Experts have claimed many UK expats could lose out because of changes after Brexit that will leave lenders without an EU banking licence and therefore make the cost of operating in come countries too costly.

Sarah Hall, a fellow at UK in a Changing Europe, said that EU-wide banking rules will not apply to Britain after Brexit.

She said: "Some UK banks decided the size and scale of the client base is small, not profitable enough to warrant a subsidiary, so they have determined they will exit that market. It's a potential postcode lottery.

"This means the market will be harder to navigate as a customer. It's less certain and could mean less choice and maybe higher interest and lower saving rates because of less competition."

A source at NatWest, which owns Coutts, told the BBC it had no intention of closing accounts unless there is no other option and any customers who may be affected will be contacted. 

HSBC and Santander have no plans to close British expat accounts.

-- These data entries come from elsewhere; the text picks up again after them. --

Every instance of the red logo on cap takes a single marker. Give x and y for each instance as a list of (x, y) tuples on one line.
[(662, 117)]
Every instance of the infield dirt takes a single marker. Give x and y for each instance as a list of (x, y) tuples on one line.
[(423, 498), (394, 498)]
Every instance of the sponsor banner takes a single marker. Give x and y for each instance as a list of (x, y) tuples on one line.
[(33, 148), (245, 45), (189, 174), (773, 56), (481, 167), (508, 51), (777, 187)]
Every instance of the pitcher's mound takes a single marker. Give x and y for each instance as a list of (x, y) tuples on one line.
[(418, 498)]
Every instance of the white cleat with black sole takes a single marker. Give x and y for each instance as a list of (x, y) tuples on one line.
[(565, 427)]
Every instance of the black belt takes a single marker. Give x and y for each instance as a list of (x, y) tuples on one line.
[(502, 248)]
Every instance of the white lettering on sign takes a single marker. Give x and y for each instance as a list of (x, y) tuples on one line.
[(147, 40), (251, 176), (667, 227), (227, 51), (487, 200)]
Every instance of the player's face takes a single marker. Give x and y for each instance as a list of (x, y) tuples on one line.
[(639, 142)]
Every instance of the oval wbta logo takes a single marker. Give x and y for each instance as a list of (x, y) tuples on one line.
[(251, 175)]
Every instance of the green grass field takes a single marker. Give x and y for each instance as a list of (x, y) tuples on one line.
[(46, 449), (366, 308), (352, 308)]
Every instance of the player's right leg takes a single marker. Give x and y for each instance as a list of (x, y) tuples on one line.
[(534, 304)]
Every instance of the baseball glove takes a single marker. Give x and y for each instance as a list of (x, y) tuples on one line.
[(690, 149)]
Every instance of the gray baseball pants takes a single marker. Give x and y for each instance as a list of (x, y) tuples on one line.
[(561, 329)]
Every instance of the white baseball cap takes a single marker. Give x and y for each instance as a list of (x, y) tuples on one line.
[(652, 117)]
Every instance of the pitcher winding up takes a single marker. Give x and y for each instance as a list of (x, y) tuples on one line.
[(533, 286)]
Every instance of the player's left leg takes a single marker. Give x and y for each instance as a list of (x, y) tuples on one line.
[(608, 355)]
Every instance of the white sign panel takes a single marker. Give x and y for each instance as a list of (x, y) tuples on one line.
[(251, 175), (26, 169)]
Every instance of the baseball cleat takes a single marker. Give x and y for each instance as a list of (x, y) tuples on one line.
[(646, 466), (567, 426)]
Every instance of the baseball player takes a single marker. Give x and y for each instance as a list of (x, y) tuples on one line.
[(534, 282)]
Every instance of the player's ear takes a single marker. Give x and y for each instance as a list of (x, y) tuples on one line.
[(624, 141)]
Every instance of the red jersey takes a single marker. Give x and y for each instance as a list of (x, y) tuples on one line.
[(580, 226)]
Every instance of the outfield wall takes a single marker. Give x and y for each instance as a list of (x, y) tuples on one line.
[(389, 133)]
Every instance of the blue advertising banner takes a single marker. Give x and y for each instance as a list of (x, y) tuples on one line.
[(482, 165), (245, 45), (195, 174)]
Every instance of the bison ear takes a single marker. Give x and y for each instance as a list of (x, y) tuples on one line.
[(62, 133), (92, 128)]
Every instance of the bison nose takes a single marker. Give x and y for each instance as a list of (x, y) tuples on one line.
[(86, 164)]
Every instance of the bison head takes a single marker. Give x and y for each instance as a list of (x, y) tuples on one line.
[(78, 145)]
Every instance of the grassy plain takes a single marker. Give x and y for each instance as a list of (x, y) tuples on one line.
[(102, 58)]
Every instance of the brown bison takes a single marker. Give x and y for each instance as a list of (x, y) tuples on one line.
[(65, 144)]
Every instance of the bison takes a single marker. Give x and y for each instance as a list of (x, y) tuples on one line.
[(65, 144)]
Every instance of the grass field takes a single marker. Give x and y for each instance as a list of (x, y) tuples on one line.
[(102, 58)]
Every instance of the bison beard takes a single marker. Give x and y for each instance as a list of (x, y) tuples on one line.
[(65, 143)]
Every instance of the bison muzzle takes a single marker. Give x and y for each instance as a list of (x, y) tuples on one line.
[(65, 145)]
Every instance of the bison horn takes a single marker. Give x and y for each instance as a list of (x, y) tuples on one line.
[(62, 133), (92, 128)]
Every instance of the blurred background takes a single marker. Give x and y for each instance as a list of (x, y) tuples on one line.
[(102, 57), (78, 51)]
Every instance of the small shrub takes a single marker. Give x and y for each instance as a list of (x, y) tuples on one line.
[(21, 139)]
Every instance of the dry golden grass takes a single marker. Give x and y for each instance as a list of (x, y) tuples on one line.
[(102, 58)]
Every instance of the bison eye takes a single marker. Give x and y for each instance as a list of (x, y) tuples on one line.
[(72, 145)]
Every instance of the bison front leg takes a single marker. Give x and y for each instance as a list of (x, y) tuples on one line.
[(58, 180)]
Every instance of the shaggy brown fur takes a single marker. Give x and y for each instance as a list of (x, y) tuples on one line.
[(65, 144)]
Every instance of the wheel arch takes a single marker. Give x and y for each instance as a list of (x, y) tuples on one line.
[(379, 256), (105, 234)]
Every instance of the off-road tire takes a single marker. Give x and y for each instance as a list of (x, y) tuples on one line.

In a statement, Lloyds said: "We have written to a small number of customers living in affected EU countries to let them know that due to the UK's exit from the EU, regrettably we will no longer be able to provide them with some UK-based banking services."

Barclays would not reveal how many accounts are going to be closed, but said it would be contacting affected customers.

The UK trade body UK Finance said the finance industry had been working hard to get ready for Brexit.

"Where possible, firms want to keep providing banking services to customers living in the EEA after the transition period.

"The impact on each customer will vary depending on the operating model of their bank or provider, the product or service being provided, and the legal and regulatory framework in the country in which they are resident."